Burak dahil defans hatası yapan
futbolcu yoktu. Burak net bir gol kaçırdı
ama defansa gelip en az üç kere müthiş işler yaptı.
Cengiz Ünder çok güçlü değil, sakatlıktan çıktı. Bir-iki pozisyonda
bencillik yapmasa, arkadaşlarına top atsa çok daha iyi olurdu.

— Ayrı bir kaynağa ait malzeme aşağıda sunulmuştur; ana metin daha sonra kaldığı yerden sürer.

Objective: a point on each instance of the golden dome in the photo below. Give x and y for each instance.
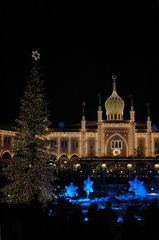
(114, 105)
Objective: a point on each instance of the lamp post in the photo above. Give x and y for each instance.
(129, 166)
(156, 166)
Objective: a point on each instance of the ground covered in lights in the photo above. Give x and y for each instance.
(135, 193)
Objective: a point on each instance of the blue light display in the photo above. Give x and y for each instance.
(88, 186)
(137, 187)
(70, 191)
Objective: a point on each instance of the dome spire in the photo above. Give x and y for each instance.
(114, 83)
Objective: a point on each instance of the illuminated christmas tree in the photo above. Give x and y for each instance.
(29, 172)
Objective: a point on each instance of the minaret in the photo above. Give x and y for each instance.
(132, 129)
(83, 133)
(132, 112)
(114, 105)
(99, 144)
(149, 130)
(149, 127)
(83, 122)
(99, 109)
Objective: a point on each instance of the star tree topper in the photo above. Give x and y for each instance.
(35, 55)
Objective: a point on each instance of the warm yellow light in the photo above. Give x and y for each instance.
(129, 165)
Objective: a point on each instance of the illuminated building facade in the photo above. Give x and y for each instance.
(110, 136)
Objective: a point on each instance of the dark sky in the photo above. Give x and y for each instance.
(81, 47)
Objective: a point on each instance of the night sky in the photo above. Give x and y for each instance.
(81, 47)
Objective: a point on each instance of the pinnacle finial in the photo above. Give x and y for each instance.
(35, 55)
(114, 82)
(148, 109)
(99, 98)
(83, 104)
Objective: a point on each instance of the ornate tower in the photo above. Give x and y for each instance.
(114, 105)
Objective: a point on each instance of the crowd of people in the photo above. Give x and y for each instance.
(66, 220)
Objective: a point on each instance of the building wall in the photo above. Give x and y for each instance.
(115, 140)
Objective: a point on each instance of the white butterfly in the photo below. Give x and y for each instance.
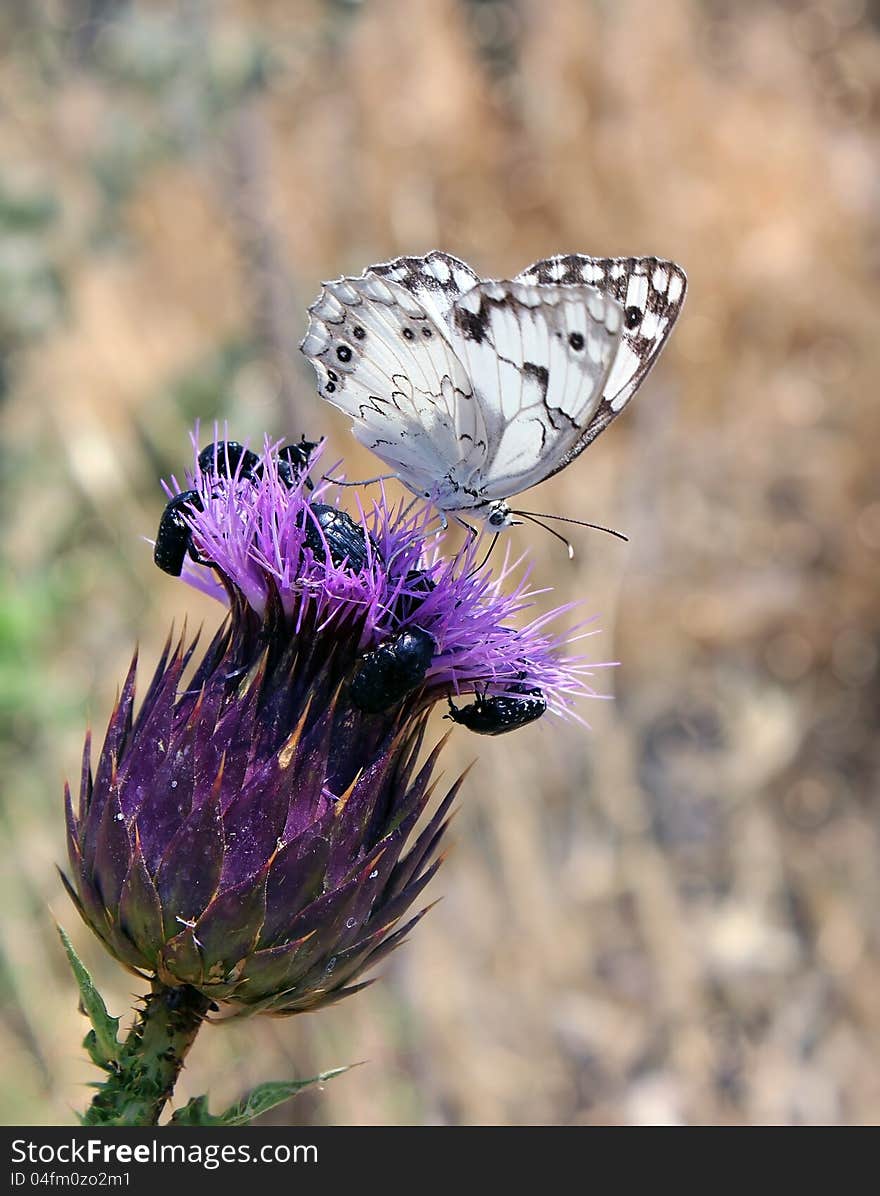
(476, 390)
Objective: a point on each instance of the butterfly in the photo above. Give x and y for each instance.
(475, 390)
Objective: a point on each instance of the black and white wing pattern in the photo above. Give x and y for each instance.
(651, 291)
(476, 390)
(382, 354)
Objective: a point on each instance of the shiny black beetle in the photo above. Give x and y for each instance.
(495, 714)
(224, 458)
(392, 670)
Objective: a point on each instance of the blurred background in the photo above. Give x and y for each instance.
(673, 917)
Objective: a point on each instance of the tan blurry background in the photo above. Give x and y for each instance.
(673, 917)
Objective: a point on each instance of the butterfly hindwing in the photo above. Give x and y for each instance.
(435, 280)
(476, 390)
(538, 359)
(383, 360)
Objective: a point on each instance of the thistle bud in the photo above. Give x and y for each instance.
(255, 828)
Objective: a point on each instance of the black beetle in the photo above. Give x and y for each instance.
(344, 538)
(222, 459)
(499, 713)
(392, 670)
(293, 461)
(175, 538)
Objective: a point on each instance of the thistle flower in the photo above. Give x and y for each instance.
(251, 830)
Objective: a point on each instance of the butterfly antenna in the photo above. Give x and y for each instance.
(531, 518)
(367, 481)
(580, 523)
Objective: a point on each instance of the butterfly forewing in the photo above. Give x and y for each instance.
(649, 290)
(538, 358)
(476, 390)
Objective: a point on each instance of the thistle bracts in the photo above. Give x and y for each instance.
(260, 828)
(243, 835)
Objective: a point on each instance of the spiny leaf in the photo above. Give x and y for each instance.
(102, 1041)
(263, 1098)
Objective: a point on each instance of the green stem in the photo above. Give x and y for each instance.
(151, 1059)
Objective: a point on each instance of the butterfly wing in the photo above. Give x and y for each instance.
(435, 281)
(538, 359)
(651, 291)
(383, 358)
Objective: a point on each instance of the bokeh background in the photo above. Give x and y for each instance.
(673, 917)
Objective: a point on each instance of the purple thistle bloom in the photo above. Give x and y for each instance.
(250, 830)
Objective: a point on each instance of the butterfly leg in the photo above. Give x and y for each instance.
(486, 559)
(471, 531)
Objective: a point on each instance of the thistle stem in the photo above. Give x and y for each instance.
(151, 1060)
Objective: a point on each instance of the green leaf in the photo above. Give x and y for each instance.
(102, 1041)
(263, 1098)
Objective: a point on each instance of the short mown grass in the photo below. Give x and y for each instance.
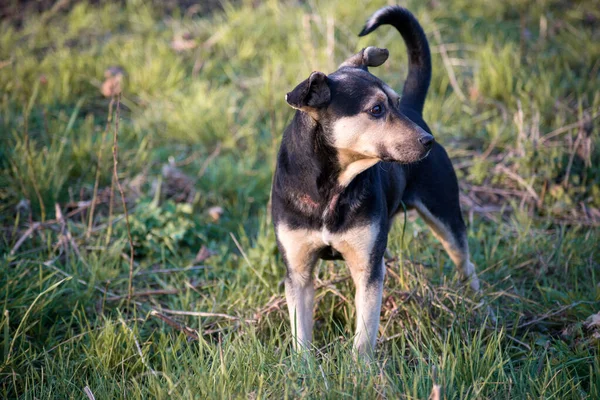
(515, 98)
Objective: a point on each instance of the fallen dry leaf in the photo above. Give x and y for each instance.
(203, 254)
(215, 213)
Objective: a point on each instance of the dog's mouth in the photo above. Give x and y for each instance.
(403, 156)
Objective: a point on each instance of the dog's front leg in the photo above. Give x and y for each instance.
(368, 279)
(300, 294)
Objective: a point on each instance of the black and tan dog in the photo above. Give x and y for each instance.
(353, 153)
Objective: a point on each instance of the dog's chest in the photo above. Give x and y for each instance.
(353, 244)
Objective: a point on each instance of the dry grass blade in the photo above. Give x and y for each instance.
(123, 200)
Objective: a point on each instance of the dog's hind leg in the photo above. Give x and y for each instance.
(449, 228)
(299, 251)
(362, 249)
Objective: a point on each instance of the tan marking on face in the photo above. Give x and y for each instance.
(392, 95)
(356, 246)
(300, 246)
(361, 137)
(459, 254)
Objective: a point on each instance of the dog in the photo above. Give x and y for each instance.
(355, 154)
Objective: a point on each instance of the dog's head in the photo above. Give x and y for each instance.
(360, 114)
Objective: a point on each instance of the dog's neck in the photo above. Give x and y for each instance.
(318, 175)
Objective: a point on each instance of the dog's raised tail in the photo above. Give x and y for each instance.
(419, 63)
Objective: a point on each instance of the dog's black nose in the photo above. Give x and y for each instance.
(427, 141)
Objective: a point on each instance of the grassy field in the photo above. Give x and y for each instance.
(515, 98)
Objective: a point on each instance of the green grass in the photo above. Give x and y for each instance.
(523, 136)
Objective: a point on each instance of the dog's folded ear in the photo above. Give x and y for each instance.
(368, 57)
(311, 94)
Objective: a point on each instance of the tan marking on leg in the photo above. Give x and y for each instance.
(459, 254)
(300, 247)
(356, 246)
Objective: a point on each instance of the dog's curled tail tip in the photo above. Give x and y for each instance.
(381, 17)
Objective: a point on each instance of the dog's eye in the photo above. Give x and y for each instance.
(377, 110)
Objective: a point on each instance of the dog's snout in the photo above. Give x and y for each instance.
(427, 141)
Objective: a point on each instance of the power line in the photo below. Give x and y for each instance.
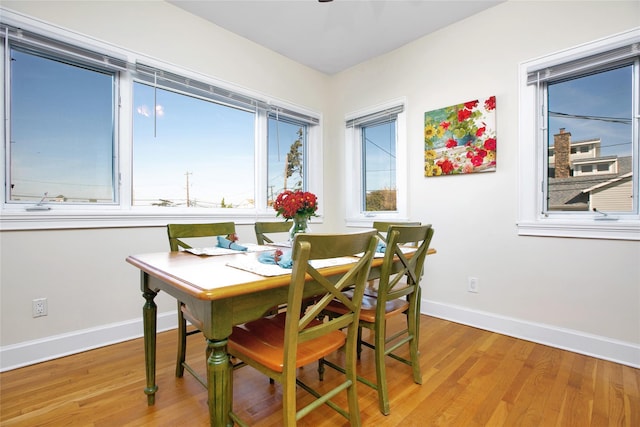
(622, 120)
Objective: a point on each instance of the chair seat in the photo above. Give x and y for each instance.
(369, 305)
(263, 340)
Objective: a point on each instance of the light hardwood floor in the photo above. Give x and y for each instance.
(471, 378)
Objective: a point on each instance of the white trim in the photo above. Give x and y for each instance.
(31, 352)
(531, 219)
(14, 216)
(617, 351)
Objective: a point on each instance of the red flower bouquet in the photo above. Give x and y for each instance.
(289, 203)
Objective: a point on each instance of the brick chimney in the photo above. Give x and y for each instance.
(562, 148)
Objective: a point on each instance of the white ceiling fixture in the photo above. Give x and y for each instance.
(331, 36)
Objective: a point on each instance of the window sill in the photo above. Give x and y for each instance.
(609, 229)
(52, 220)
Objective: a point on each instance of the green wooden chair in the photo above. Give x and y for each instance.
(179, 235)
(264, 228)
(395, 296)
(278, 345)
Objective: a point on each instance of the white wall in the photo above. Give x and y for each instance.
(574, 293)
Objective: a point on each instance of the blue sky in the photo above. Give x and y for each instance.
(61, 144)
(602, 98)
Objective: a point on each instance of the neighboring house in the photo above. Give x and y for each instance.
(580, 179)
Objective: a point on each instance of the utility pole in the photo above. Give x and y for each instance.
(188, 199)
(286, 171)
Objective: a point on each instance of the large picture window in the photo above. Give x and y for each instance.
(191, 152)
(579, 161)
(103, 137)
(61, 131)
(286, 155)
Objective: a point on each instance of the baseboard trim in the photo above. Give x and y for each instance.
(36, 351)
(600, 347)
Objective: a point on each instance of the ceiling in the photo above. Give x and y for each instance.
(333, 36)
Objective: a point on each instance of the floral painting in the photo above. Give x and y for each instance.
(460, 139)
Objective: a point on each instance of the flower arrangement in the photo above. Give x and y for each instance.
(289, 203)
(460, 139)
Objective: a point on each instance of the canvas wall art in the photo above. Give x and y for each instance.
(460, 139)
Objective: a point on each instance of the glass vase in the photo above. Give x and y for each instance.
(300, 225)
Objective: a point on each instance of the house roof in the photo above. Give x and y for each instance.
(572, 193)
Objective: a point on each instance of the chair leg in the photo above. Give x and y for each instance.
(289, 397)
(413, 326)
(350, 372)
(182, 342)
(321, 369)
(381, 369)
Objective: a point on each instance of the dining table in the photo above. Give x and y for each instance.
(220, 290)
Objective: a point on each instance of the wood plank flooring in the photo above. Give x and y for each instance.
(471, 377)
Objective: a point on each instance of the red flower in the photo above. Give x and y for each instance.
(471, 104)
(490, 144)
(476, 160)
(446, 166)
(291, 203)
(490, 103)
(463, 114)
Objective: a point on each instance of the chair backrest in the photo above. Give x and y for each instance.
(392, 285)
(308, 247)
(262, 228)
(177, 232)
(383, 226)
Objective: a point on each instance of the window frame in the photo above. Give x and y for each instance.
(532, 220)
(122, 213)
(355, 216)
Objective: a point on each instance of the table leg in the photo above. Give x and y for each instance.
(219, 380)
(149, 320)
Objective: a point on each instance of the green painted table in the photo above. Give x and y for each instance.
(221, 297)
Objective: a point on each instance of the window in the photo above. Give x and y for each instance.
(375, 155)
(61, 130)
(579, 161)
(99, 136)
(286, 155)
(191, 152)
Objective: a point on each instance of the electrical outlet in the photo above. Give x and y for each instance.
(39, 307)
(473, 285)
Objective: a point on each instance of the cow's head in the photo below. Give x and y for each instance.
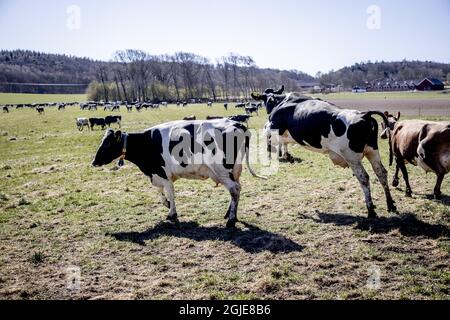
(392, 121)
(270, 97)
(110, 148)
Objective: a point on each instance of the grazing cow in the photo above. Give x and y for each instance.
(113, 119)
(40, 109)
(243, 118)
(251, 109)
(184, 149)
(346, 136)
(423, 143)
(81, 123)
(97, 122)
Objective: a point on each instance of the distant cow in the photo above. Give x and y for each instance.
(97, 122)
(423, 143)
(164, 154)
(346, 136)
(40, 109)
(243, 118)
(251, 109)
(81, 123)
(113, 119)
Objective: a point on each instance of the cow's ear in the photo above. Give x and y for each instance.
(118, 135)
(280, 91)
(258, 96)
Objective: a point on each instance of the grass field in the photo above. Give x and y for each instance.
(303, 233)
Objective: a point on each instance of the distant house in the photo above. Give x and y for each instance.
(429, 84)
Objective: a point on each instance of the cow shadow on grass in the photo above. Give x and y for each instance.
(407, 224)
(251, 239)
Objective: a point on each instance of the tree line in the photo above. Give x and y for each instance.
(369, 72)
(134, 75)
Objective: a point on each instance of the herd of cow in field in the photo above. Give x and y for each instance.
(346, 136)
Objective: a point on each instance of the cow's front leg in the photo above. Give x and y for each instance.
(164, 200)
(235, 190)
(437, 188)
(170, 193)
(396, 180)
(380, 171)
(363, 178)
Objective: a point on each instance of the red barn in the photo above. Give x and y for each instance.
(429, 84)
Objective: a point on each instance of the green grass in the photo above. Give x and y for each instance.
(303, 233)
(12, 98)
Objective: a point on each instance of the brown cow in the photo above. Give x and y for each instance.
(423, 143)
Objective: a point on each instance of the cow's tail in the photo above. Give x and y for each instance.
(388, 131)
(247, 159)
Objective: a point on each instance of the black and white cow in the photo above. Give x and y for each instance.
(184, 149)
(113, 119)
(346, 136)
(97, 122)
(243, 118)
(81, 123)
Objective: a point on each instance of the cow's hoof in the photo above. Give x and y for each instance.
(173, 218)
(395, 183)
(392, 207)
(231, 224)
(372, 214)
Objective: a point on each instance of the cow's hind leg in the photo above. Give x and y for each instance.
(168, 198)
(363, 178)
(235, 191)
(380, 171)
(402, 166)
(437, 188)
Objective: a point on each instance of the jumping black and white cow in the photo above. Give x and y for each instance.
(97, 122)
(113, 119)
(40, 109)
(243, 118)
(346, 136)
(184, 149)
(81, 123)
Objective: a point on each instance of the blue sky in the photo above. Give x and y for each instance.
(289, 34)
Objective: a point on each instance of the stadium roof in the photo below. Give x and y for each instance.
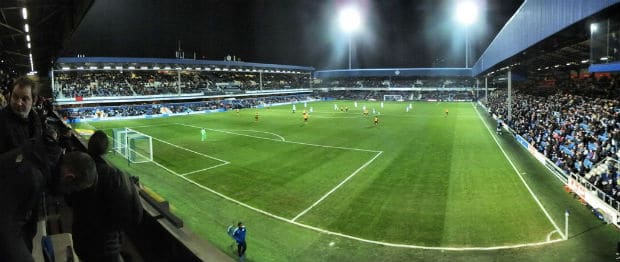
(73, 62)
(50, 22)
(401, 72)
(561, 41)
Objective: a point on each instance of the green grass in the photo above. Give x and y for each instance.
(417, 179)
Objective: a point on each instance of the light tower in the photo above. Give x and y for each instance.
(466, 15)
(350, 21)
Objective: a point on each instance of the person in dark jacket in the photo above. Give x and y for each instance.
(101, 212)
(26, 174)
(18, 121)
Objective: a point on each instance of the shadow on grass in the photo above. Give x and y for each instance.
(587, 230)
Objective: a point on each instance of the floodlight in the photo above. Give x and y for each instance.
(466, 13)
(349, 19)
(593, 27)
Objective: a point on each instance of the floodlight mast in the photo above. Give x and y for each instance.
(350, 21)
(466, 15)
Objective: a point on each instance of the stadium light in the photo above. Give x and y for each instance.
(466, 15)
(350, 22)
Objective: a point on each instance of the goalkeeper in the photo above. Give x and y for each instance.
(238, 234)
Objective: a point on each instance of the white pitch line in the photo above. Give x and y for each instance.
(291, 142)
(189, 150)
(336, 187)
(132, 127)
(265, 132)
(320, 230)
(550, 234)
(370, 241)
(519, 174)
(205, 169)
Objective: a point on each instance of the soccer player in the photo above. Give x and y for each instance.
(239, 236)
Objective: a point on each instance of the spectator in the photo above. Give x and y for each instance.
(26, 174)
(101, 212)
(2, 101)
(18, 122)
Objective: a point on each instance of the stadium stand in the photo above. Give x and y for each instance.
(574, 122)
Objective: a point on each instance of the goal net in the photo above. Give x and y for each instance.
(133, 145)
(398, 98)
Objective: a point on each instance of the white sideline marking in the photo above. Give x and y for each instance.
(291, 142)
(336, 187)
(550, 234)
(248, 130)
(204, 169)
(132, 127)
(519, 174)
(192, 172)
(189, 150)
(320, 230)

Bakınız! Bir kaç sene evveline
kadar gazeteci dövülen, kampta sabahlara
kadar oyun oynanan milli takımı
hatırlayın.
Ben şahsen şunu söylüyordum;
"Bir Türk vatandaşı olarak bu takım benim milli takımım değil"
diyordum.
Ama bu takım, benim Milli Takımım! Maçı iki arkadaşımla birlikte
seyrederken hop oturup, hop kalktım. Çünkü sahadaki çocuklar benim
heyecanıma tercüman oluyorlardı. Candan oynuyorlardı, damardan
oynuyorlardı.
Şenol Hoca son 10 dakika biraz dağıldı.
Son oyuncu değişikliğini daha erken
yapması gerekirdi. Uzatmada yapınca hakem
bu sefer o uzatmayı da oynatacak.
En gergin olduğumuz yerler.
Onu yapmayacaksın. Çok net söyleyeyim ne Hiddink'le, ne de sağı
solu belli olmayan Lucescu ile biz bunları başaramazdık.
Futbol Federasyonu doğru iş yaparak Şenol Güneş'i getirdi, o da iyi
bir aşçılık yaparak bu takıma öncülük etti. Hani genç
futbolcu çıkmıyordu Türkler'den?
Bakınız bu takım daha yoğurulursa
önümüzdeki 6-7 seneyi kurtarır.
Şunu devamlı yapmamız lazım... Dünya Kupası, Avrupa Şampiyonası...
Teşekkürler Milli Takım'a... Mücadelenize sağlık.